The VC firm, which spun out from Silicon Valley giant Greylock Partners in 2015 — and invests in startups in Europe and Israel, out of offices in London and Tel Aviv — last closed a $250M fourth fund back in 2017.
It invests in early and growth stage startups in consumer and enterprise sectors across a broad range of tech areas including fintech, data centre & cloud, enterprise software and marketplaces.
General partner Laurel Bowden, who leads the fund, says the latest close represents investment business as usual, with also no notable changes to the mix of LPs investing for this fifth close.
“As a fund we’re really focused on keeping our fund size down. We think that for just the investment opportunity in Europe and Israel… these are good sized funds to raise and then return and make good multiples on,” she tells TechCrunch. “If you go back in the history of our fundraising we’re always somewhere between $200M-$300M. And that’s the size we like to keep.”
“Of course we do think there’s great opportunities in Europe and Israel but not significantly different than we’ve thought over the last 15 years or so,” she adds.
83North has made around 70 investments to date — which means its five partners are usually making just one investment apiece per year.
The fund typically invests around $1M at the seed level; between $4M-$8M at the Series A level and up to $20M for Series B, with Bowden saying around a quarter of its investments go into seed (primarily into startups out of Israel); ~40% into Series A; and ~30% Series B.
“It’s somewhat evenly mixed between seed, Series A, Series B — but Series A is probably bigger than everything,” she adds.
It invests roughly half and half in its two regions of focus.
The firm has had 15 exits of portfolio companies (three of which it claims as unicorns). Recent multi-billion dollar exits for Bowden are: Just Eat, Hybris (acquired by SAP), iZettle (acquired by PayPal) and Qlik.
While the fund has a pretty broad investment canvas it’s not locked to it — moving into IoT (with recent investments in Wiliot and VDOO), and also taking what it couches as a “growing interest” in healthtech and vertical SaaS.
“Some of my colleagues… are looking at areas like lidar, in-vehicle automation, looking at some of the drone technologies, looking at some even healthtech AI,” says Bowden. “We’ve looked at a couple of those in Europe as well.
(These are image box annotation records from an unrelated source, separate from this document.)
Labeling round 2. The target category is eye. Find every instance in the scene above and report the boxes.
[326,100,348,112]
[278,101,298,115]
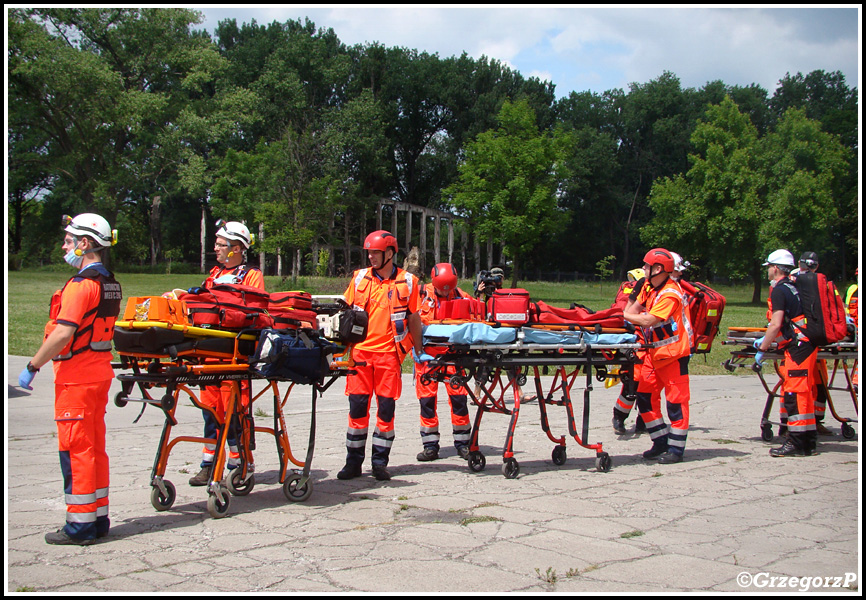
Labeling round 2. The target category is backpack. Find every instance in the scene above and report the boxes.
[181,283,274,330]
[678,280,727,354]
[530,300,625,329]
[794,271,848,346]
[250,329,337,384]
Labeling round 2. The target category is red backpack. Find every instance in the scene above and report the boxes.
[181,283,274,330]
[794,271,848,346]
[678,280,727,354]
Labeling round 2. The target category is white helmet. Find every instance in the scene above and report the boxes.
[671,252,691,273]
[217,219,255,249]
[63,213,117,248]
[763,250,797,269]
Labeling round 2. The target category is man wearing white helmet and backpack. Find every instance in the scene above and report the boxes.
[189,220,265,486]
[754,250,818,457]
[18,213,122,546]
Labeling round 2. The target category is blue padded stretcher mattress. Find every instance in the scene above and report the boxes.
[424,323,638,347]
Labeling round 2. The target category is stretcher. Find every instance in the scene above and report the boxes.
[423,323,642,479]
[722,327,859,442]
[112,321,352,518]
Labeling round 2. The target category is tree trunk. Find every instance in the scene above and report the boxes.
[150,196,162,267]
[752,267,766,304]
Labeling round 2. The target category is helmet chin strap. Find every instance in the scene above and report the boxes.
[650,271,671,291]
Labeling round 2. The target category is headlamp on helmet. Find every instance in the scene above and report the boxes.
[763,249,795,270]
[61,213,117,248]
[430,263,457,295]
[364,229,397,254]
[643,248,674,273]
[216,219,256,250]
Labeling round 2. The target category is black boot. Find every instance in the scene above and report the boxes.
[643,435,668,460]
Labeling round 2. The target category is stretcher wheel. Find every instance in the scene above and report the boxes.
[283,473,313,502]
[551,446,568,466]
[226,467,256,496]
[150,479,177,512]
[467,450,487,473]
[502,458,520,479]
[595,452,612,473]
[207,493,232,519]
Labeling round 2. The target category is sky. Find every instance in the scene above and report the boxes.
[192,5,861,98]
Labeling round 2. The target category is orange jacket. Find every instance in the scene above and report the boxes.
[45,264,122,383]
[345,268,421,361]
[642,279,693,365]
[418,283,472,325]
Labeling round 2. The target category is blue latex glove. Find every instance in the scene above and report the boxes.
[412,348,433,363]
[18,367,36,390]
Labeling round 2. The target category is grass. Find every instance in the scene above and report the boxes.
[6,269,766,375]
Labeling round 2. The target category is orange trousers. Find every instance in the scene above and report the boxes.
[54,380,111,539]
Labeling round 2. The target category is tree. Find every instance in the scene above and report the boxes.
[443,100,565,287]
[9,8,226,266]
[641,97,845,302]
[760,108,849,282]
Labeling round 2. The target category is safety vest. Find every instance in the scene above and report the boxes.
[767,278,809,348]
[45,266,122,361]
[201,264,259,289]
[642,280,693,363]
[354,268,417,362]
[418,283,472,323]
[845,283,860,327]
I’ve looked, actually, at some healthtech AI. I haven’t done anything but looked.
“And also all things related to data. Of course the market evolves and the technology evolves but we’ve done things related to BI to process automation through to just management of data ops, management of data. We always look at that area. And think we’ll carry on for a number of years. ”
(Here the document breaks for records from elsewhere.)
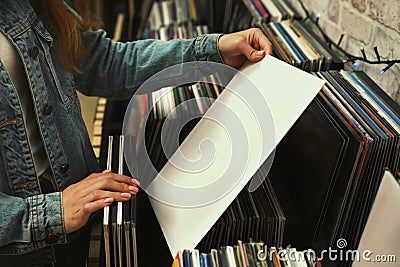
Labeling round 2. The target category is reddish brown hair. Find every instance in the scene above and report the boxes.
[39,0,99,72]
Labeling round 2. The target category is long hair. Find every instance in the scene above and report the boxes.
[37,0,100,72]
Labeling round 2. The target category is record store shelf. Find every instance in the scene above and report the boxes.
[94,0,400,266]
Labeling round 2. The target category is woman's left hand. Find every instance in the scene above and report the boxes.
[218,28,272,68]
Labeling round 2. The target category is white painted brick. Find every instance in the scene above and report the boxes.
[342,6,373,44]
[369,0,400,32]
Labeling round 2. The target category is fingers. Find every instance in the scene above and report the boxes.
[250,28,272,55]
[243,43,265,62]
[62,171,139,233]
[244,28,272,62]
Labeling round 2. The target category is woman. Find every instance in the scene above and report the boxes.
[0,0,271,266]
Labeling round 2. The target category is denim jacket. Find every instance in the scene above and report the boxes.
[0,0,221,264]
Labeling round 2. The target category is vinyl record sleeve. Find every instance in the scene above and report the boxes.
[147,56,323,255]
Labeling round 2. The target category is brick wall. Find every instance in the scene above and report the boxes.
[288,0,400,103]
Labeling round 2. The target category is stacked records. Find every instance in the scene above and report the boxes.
[172,240,321,267]
[243,0,300,23]
[142,0,208,41]
[260,20,343,72]
[103,136,138,267]
[269,71,400,264]
[136,75,285,253]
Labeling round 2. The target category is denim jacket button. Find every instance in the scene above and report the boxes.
[60,164,69,174]
[29,46,39,59]
[43,105,53,115]
[45,228,58,245]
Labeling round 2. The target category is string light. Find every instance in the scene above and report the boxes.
[381,62,395,74]
[374,45,381,61]
[337,32,346,46]
[298,0,400,74]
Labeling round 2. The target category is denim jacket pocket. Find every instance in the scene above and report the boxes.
[32,20,77,110]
“In venture you have to expand,” she adds. “You can’t just stay investing in exactly the same things but it’s more small additional add-ons as the market evolves, as opposed to fundamental shifts of investment thesis.”
Discussing startup valuations, Bowden says European startups are not insulated from wider investment dynamics that have been pushing startup valuations higher — and even, arguably, warping the market — as a consequence of more capital being raised generally (not only at the end of the pipe).
“Definitely valuations are getting pushed up,” she says. “Definitely things are getting more competitive but that comes back to exactly why we’re focused on raising smaller funds. Because we just think then we have less pressure to invest if we feel that valuations have got too high or there’s just a level… where startups just feel the inclination to raise way more money than they probably need — and that’s a big reason why we like to keep our fund size relatively small.”